Top Sadr official Abbas Rubaie has charged the two undercover British officers with planting roadside bombs in order to justify a longer military presence in the country.

"What the British are doing in Basra is terrorism. They are attacking [British] troops so they can say 'someone attacked us and we need to stay as long as possible,' " Rubaie said.

A statement from the Sadr movement claimed that the two British undercover officers had also been firing into a crowd of pilgrims Monday going to a local shrine to mark the birth of the Imam Mehdi, the 12th and last Imam, or Shiite saint.

They also charged that when "the people of Basra demonstrated" to stop British tanks from freeing the two officers from jail, the troops fired on the crowd "killing and wounding many of them." They said the British tanks crashed into the jail allowing "150 terrorists" to escape.

Iraqi officials Tuesday condemned the British operation. "It is a very unfortunate development that the British forces should try to release their forces the way it happened," Haider al-Ebadi, an adviser to Prime Minister Ibrahim Jaafari, said at a news conference in Baghdad.

While one of Iraq's major cities, Basra is more like a small town, residents say, where everyone knows everyone. People could once play music outside, unmarried couples could once walk together. But as several Shiite groups vie for power, many worry the militias, particularly Sadr's, have forever changed the mood of their city.

These days saying anything against the Mahdi Army or its rival, the Badr Organization backed by ruling Shiite Islamist party Supreme Council of the Islamic Revolution in Iraq (SCIRI), can be deadly.

"No one trusts anyone," says Ali Abdel Zahara one of few Basra residents willing to discuss the situation and who gave a false name for fear of retribution from the militias. "You can't talk about this, even at home."

He says Sadr has emerged as the most powerful force among the many groups that are controlling different sections of the town and police. "The ones that are in control are the tribes and the parties. Each one in the police is a representative of his party or his tribe," says Zahara. "Sadr is the biggest because they always solve the problems they face with violence."
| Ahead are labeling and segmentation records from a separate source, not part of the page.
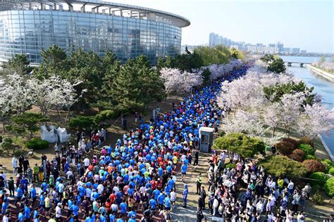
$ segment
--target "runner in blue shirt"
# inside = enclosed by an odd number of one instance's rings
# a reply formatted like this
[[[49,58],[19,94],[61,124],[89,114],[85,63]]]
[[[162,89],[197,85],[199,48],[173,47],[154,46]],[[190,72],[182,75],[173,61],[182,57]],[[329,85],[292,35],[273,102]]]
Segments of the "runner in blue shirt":
[[[27,204],[27,206],[25,207],[25,218],[27,221],[29,221],[30,219],[30,214],[31,214],[31,210],[30,210],[30,204]]]
[[[151,205],[151,209],[154,211],[156,207],[156,200],[154,199],[151,199],[149,202],[149,205]]]
[[[18,216],[18,220],[19,222],[23,222],[25,221],[25,215],[24,215],[25,210],[23,209],[21,209],[20,214]]]
[[[35,202],[36,202],[36,199],[37,198],[37,196],[36,195],[36,188],[35,188],[35,184],[33,184],[32,188],[30,188],[30,197],[32,199],[32,204],[34,205]]]
[[[125,203],[125,202],[124,200],[120,204],[120,214],[123,214],[123,216],[125,216],[125,214],[126,214],[127,208],[128,208],[128,204]]]
[[[187,169],[188,169],[188,166],[183,162],[183,164],[181,166],[182,181],[183,182],[185,182],[185,174],[187,174]]]
[[[164,200],[164,205],[165,209],[167,211],[171,210],[171,199],[169,198],[168,196],[166,197],[165,200]]]

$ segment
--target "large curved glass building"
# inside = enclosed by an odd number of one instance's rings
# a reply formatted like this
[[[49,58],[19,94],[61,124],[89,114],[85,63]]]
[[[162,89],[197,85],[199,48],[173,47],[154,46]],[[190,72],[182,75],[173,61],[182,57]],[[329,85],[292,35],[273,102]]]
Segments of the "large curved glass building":
[[[100,0],[0,1],[0,61],[16,54],[41,62],[40,51],[57,45],[68,53],[79,48],[103,56],[115,52],[123,62],[145,55],[152,64],[180,53],[181,16]]]

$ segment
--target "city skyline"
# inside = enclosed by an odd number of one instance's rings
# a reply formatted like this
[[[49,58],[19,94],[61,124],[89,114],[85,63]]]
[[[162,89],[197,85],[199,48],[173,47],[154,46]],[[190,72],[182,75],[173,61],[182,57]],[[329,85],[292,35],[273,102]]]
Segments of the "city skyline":
[[[183,15],[191,22],[183,30],[183,45],[207,44],[209,34],[216,32],[236,41],[280,41],[307,52],[334,53],[334,3],[329,0],[109,1]]]
[[[284,43],[278,41],[264,44],[263,43],[249,43],[245,41],[235,41],[217,33],[211,32],[209,35],[209,46],[214,47],[218,45],[224,45],[238,50],[247,51],[252,53],[268,53],[283,54],[305,53],[306,50],[298,47],[285,47]]]

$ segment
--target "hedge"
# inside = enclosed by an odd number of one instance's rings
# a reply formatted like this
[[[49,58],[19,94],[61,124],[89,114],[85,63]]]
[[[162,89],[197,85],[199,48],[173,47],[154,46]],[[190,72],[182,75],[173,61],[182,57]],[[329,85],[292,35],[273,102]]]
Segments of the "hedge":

In further evidence of the violence that has gripped Basra, Fakher Haider, an Iraqi journalist working with The New York Times was killed Sunday after being abducted by men who witnesses said claimed to be police officers. He was found dead outside the city early Monday. Early last month, Monitor contributor Steven Vincent was abducted by men who, according to witnesses, drove police vehicles. Like Mr. Haider, he was discovered dead not long after being abducted.